Hi all, I've written a small patch for externel/ipmi, so it's possible to configure it not to reset a node, but trigger a crashdump via NMI.
If a node becomes unavailable for several reasons it will be fenced but
this makes investigating the root cause of the nodes unavailability very
difficult; if you have a chashdump you can reconstruct the root cause.
For this I added 3 new options:
crashdump -> set this to true to enable crashdump.
sshcheck -> if this is true, a ssh connection will be
established to eighter $sshipaddr, if this is not
set, $hostname will be used as remoteadress.
sshipaddr -> in case ssh is listening on an other interface,
where dns isn't equal $hostname.
Maybe it could be usefull for others too.

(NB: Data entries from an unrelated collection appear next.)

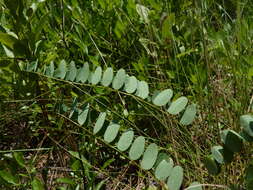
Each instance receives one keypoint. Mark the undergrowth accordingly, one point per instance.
(201, 50)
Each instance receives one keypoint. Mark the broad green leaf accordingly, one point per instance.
(37, 185)
(163, 170)
(222, 154)
(131, 84)
(178, 105)
(83, 115)
(211, 165)
(60, 72)
(142, 89)
(143, 12)
(32, 66)
(125, 140)
(50, 69)
(137, 148)
(40, 25)
(249, 177)
(176, 178)
(195, 186)
(71, 74)
(8, 40)
(73, 107)
(162, 98)
(65, 180)
(96, 76)
(163, 156)
(217, 153)
(246, 137)
(119, 79)
(19, 158)
(167, 24)
(80, 157)
(149, 157)
(83, 73)
(189, 115)
(111, 132)
(232, 140)
(99, 123)
(100, 185)
(7, 176)
(246, 122)
(107, 77)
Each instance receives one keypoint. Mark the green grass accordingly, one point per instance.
(200, 49)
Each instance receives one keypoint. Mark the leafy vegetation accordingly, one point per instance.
(126, 94)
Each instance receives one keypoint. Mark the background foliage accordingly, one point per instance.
(200, 49)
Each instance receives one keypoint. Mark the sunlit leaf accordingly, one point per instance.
(178, 105)
(99, 123)
(107, 77)
(96, 76)
(111, 132)
(189, 114)
(137, 148)
(125, 140)
(83, 73)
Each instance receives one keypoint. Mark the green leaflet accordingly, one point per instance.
(149, 157)
(217, 153)
(143, 12)
(137, 148)
(71, 74)
(195, 186)
(107, 77)
(163, 156)
(65, 180)
(178, 105)
(189, 115)
(8, 40)
(246, 122)
(131, 84)
(176, 178)
(163, 170)
(96, 76)
(119, 79)
(83, 73)
(82, 116)
(32, 66)
(99, 123)
(232, 140)
(142, 89)
(125, 140)
(211, 165)
(19, 158)
(50, 69)
(111, 132)
(60, 72)
(162, 98)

For any comments, suggestions I would be glad.
Tobias D. Oestreicher
--
Tobias D. Oestreicher
Linux Consultant & Trainer
Tel.: +49-160-5329935
Mail: [email protected]
B1 Systems GmbH
Osterfeldstraße 7 / 85088 Vohburg / http://www.b1-systems.de
GF: Ralph Dehner / Unternehmenssitz: Vohburg / AG: Ingolstadt,HRB 3537
diff -r da5832ae23dd lib/plugins/stonith/external/ipmi
--- a/lib/plugins/stonith/external/ipmi Sun Dec 23 16:05:11 2012 +0100
+++ b/lib/plugins/stonith/external/ipmi Mon Jan 14 22:01:57 2013 +0100
@@ -36,7 +36,11 @@
POWEROFF="power off"
POWERON="power on"
STATUS="power status"
+CRASHDUMP="chassis power diag"
+
IPMITOOL=${ipmitool:-"`which ipmitool 2>/dev/null`"}
+SYSCTL=`which sysctl 2>/dev/null`
+SSH_OPTS="-q -o PasswordAuthentication=no -o StrictHostKeyChecking=no"
have_ipmi() {
test -x "${IPMITOOL}"
@@ -138,7 +142,11 @@
;;
reset)
if ipmi_is_power_on; then
- do_ipmi "${RESET}"
+ if [ "${crashdump}" == "true" ]; then
+ do_ipmi "${CRASHDUMP}"
+ else
+ do_ipmi "${RESET}"
+ fi
else
do_ipmi "${POWERON}"
fi
@@ -149,11 +157,40 @@
# the managed node. Hence, only check if we can contact the
# IPMI device with "power status" command, don't pay attention
# to whether the node is in fact powered on or off.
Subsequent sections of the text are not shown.